The
lash drew blood with every blow. Meanwhile, he wrenched and tugged
at his bonds with the fury of a maniac.
"Pablo! Your machete, quick!" panted the slave-owner. "God's
blood! I'll make an end of this black fiend, once for all."
Esteban Varona's guests had looked on at the scene with the same
mild interest they would display at the whipping of a balky horse:
and, now that the animal threatened to become dangerous, it was in
their view quite the proper thing to put it out of the way. Don
Pablo Peza stepped toward his mare to draw the machete from its
scabbard. But he did not hand it to his friend. He heard a shout,
and turned in time to see a wonderful and a terrible thing.
Sebastian had braced his naked feet against the wall; he had bowed
his back and bent his massive shoulders--a back and a pair of
shoulders that looked as bony and muscular as those of an ox--and
he was heaving with every ounce of strength in his enormous body.
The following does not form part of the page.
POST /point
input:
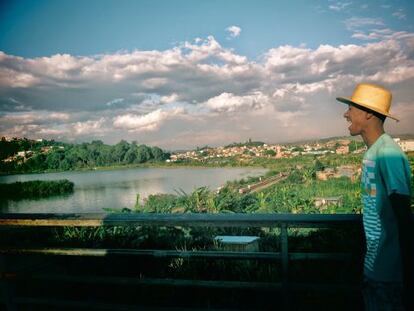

As Pablo stared he saw the heavy grating come away from its
anchorage in the solid masonry, as a shrub is uprooted from soft
ground. The rods bent and twisted; there was a clank and rattle
and clash of metal upon the flags; and then--Sebastian turned upon
his tormentor, a free man, save only for the wide iron bracelets
and their connecting chain. He was quite insane.